I'm very upset about the number of my papers. It is not my fault actually because the project that I am working on is production of a recombinant virus, and those who have done it know that it's really difficult. My two students and I literally go through hell everyday. Last year we only managed to publish one paper and submit one whole genome sequence to NCBI. Now we are halfway through the genome assembly, but it's really difficult to predict when it will end. Even if it ends it will only give me one paper and one patent. Not more than that. And when it comes to finding a new job the number of papers is a really important parameter.


Don't feel bad. 6 papers can be regarded as very productive.


Curtis, no worries. Is not about the amount, but the quality matters. Imagine 1 Nature/Science vs 10 unindexed journal?
Also, different field different amount papers produced. There is one chemistry Professor in my university produce extremely lots of paper a year (used to be near to 150 papers a year) in Acta Crystallographica..
But as you know, he is not in biological we can't compare apple with orange.

Be happy Bro.

-Adrian K-

I had this one colleague, that worked on mouse model for all her PhD and little big longer (together I think 7-8 years?) to finaly get ONE paper out of that. It's true that was her decision in the first place, she wanted to go big, but still eventhough it's Cancer Cell with impact 27, it's still one paper.

On the other hand I heard about some practice, that PhD student had to publish a paper each half a year, noone cared where (so logically nonindexed czech journals that take anything) but they had to write it. So these are two big extremes.
Also it matters if you are person doing the majority of project, or just do simple task for many (even high-impact) projects. In that case it's logical you can get 10 papers a year, some position near the end. If project takes years to finish, It's not possible to have paper from that every year.


Thanks guys...the other problem is that they would have raised my salary if I had more than 10 papers. But now I will be paid the same. If you are married then money is always a big issue.


Does they count review articles too? if yes it could be better option to write review.


yeah good point, i will.


Is this the trend of where early scientific research life is heading? Publish or perish?
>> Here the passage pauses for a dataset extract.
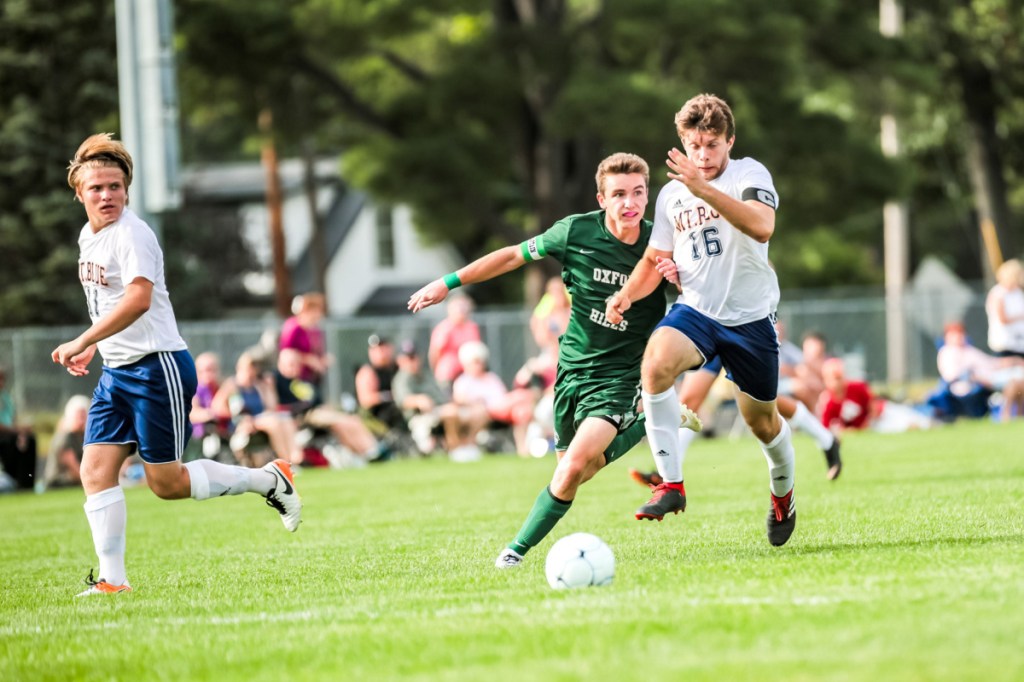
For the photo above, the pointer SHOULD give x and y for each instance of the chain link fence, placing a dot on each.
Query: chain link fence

In actual fact, 6 papers is considered as ok in most lab standards. I know some postdocs who only have one per year. With the ever increasing intensive review processes at 'higher' impact journals (>5), it seems like its harder to publish nowadays. Depends on the boss as well, I know those pumping out papers on the monthly basis at unindexed or 'low' impact journals. And the other end of the spectrum - a few in >5 impact journals. Thoughts?